My mother, determined and idealistic creature that she was, struggled to bring me up a lady. 'Never make a scene, dear,' was an article of faith. But, she added, there is such a thing as righteous indignation. I like to think I was righteously indignant last week, but hopping mad was probably a more accurate description.
The reason for this was the latest arrogant and lunatic notion of the Troika. Not content with rolling back the concept of the welfare state in several countries, the European Commission (EC), International Monetary Fund (IMF) and European Central Bank (ECB) considered, according to an online article, that it would make good economic sense if the Greek alphabet were scrapped in favour of the Latin one.
Was everything to be connected with the economy? At this thought I foamed at the mouth for days on end.
The article cited Troika mandarins as labelling Modern Greek a 'crazy script' that hampered tourism and trade. These same mandarins somehow estimated that the cost to Greece and Cyprus of maintaining their alphabet was 800 million euros per annum.
Well, the Troika is good at manipulating figures and even producing them out of thin air. But still, so what if the Greek alphabet was a lousy business model?
It was the label of 'crazy script', however, that really infuriated me. More like libel, really, I thought, as a red mist of rage descended. The article stated that the Irish had been persuaded to part with their Gaelic script, presumably another crazy typeface, in the mid 20th century, and had been, the implication was, all the better for it. So a timetable was mooted for the big Greek typescript changeover.
An attack on a culture's language is an efficacious way of destroying the culture itself, and scrapping an alphabet seemed to me to be the thin edge of the wedge. How dare they condemn an alphabet that had been adapted from Phoenician script as early as the eighth century BCE, while English and German writing lagged far behind?
I fretted and fumed some more, recalling Harold Pinter's brief, compelling play Mountain Language, in which a minority language is eradicated.
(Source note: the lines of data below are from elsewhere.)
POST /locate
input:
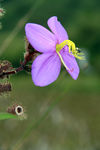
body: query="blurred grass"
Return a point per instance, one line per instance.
(74, 123)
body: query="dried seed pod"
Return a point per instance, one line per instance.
(5, 87)
(5, 66)
(17, 110)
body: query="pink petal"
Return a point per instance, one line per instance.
(45, 69)
(57, 29)
(40, 38)
(71, 63)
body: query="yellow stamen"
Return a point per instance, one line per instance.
(72, 50)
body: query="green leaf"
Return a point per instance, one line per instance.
(4, 116)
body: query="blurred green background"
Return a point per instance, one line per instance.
(74, 123)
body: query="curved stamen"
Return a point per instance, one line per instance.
(76, 52)
(63, 62)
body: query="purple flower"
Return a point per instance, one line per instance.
(56, 48)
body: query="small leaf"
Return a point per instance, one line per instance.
(4, 116)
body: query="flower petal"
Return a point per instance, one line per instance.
(45, 69)
(57, 29)
(71, 63)
(40, 38)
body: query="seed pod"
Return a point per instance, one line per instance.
(5, 87)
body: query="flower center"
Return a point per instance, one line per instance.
(73, 50)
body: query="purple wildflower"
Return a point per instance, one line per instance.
(56, 48)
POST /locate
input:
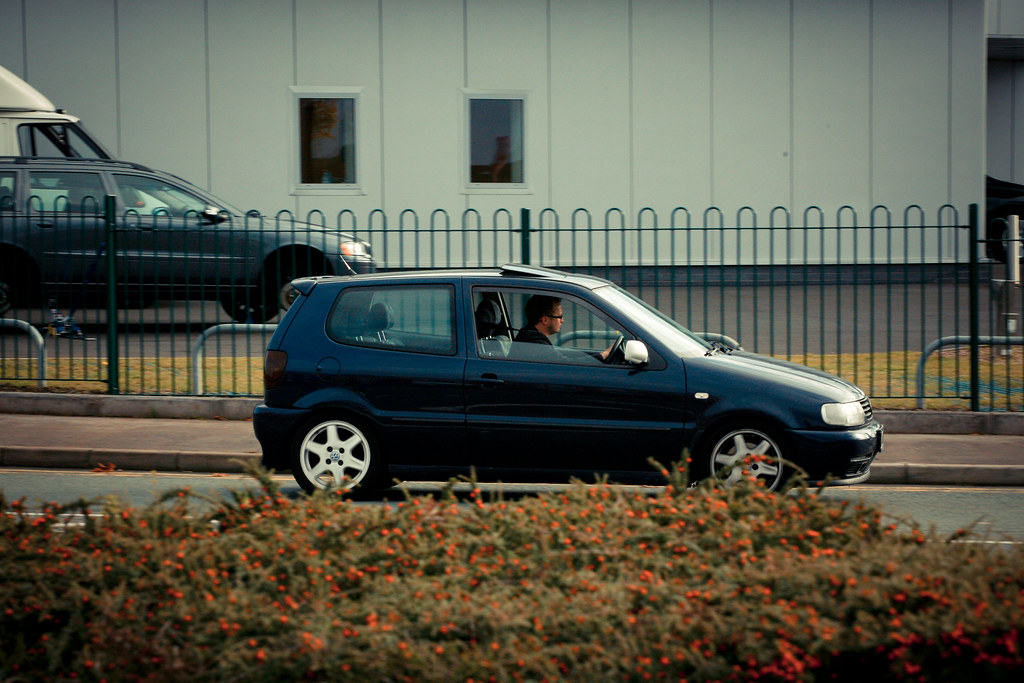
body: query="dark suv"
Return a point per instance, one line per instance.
(173, 239)
(531, 369)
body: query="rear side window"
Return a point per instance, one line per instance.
(415, 318)
(71, 191)
(56, 139)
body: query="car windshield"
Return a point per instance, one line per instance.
(668, 331)
(151, 196)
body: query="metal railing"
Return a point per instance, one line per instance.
(861, 296)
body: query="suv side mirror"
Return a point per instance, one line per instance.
(635, 352)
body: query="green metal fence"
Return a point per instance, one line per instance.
(901, 303)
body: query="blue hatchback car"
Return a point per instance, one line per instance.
(536, 371)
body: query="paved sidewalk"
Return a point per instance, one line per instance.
(156, 433)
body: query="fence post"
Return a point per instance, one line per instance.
(975, 308)
(113, 365)
(524, 235)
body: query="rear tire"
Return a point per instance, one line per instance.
(743, 451)
(336, 453)
(18, 282)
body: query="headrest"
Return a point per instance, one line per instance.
(381, 317)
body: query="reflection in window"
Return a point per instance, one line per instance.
(496, 140)
(56, 139)
(420, 319)
(6, 191)
(327, 134)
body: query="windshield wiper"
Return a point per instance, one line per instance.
(718, 347)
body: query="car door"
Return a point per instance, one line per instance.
(532, 406)
(167, 240)
(398, 353)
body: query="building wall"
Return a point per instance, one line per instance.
(1005, 114)
(631, 103)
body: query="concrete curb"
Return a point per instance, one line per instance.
(882, 473)
(144, 461)
(896, 422)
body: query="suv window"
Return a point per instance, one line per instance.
(152, 196)
(417, 318)
(58, 190)
(6, 191)
(584, 332)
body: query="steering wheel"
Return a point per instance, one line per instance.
(616, 350)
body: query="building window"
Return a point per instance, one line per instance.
(496, 140)
(328, 150)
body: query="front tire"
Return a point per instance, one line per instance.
(744, 452)
(334, 453)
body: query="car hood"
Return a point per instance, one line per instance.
(764, 371)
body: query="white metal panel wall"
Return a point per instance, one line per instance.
(163, 80)
(422, 72)
(590, 104)
(967, 107)
(507, 49)
(339, 46)
(751, 105)
(1005, 140)
(11, 42)
(250, 65)
(672, 122)
(910, 97)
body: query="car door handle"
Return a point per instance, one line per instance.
(487, 380)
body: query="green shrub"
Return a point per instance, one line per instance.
(596, 583)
And apparently the reality is that a language dies somewhere every day.
Through the murky mists of time I also remembered Daudet's story 'La Derniere Classe', in which the schoolmaster, after France's defeat by Prussia in 1871, teaches his last lesson in French: the next day the children of Alsace-Lorraine have to begin their schooling in German. M. Hamel exhorts the class to hold fast to its French: for when a population becomes enslaved, if it has its language still, it has the key to its prison.
And I was in Greece in the 1980s when uproar broke out because PM Andreas Papandreou had introduced the monotonic system of Modern Greek, which abandoned an ancient but complicated system of three accents and rough and smooth breathings. Eighty years previously people died in Athenian street riots over the ultimately successful proposal to replace 'high' katharevousa with the language of the people, dimotiki.
So I feared the consequences of the Troika's announcement. As if things weren't bad enough.
But then I eventually looked at the date on the piece. April Fool's Day. Could it possibly be? Yes, it could. Egg on my face, then, but not mine only: a Greek-Australian magazine had taken the story up, and waxed mightily indignant, the hoi polloi were protesting loudly, and Twitter was tweeting like mad.
The Athenian Anglophone, perpetrators of the hoax, preened themselves no end, and eventually updated their site eight days later with the news that the UK Guardian considered their effort among the 'most frighteningly convincing April fools'.
Much relief all round, but then I read a New York Times piece about history departments. For decades 'history from below', the study of women, minorities and the marginalised, has been in vogue, but now bosses, bankers and brokers are being studied, as a new generation of scholars believes that 'it really is the economy, stupid'.
In such a climate, no wonder the alphabet hoax fooled so many. And how sad is that?
Gillian Bouras is an Australian writer who has been based in Greece for 30 years. She has had nine books published. Her most recent is No Time For Dances. Her latest, Seeing and Believing, is appearing in instalments on her website.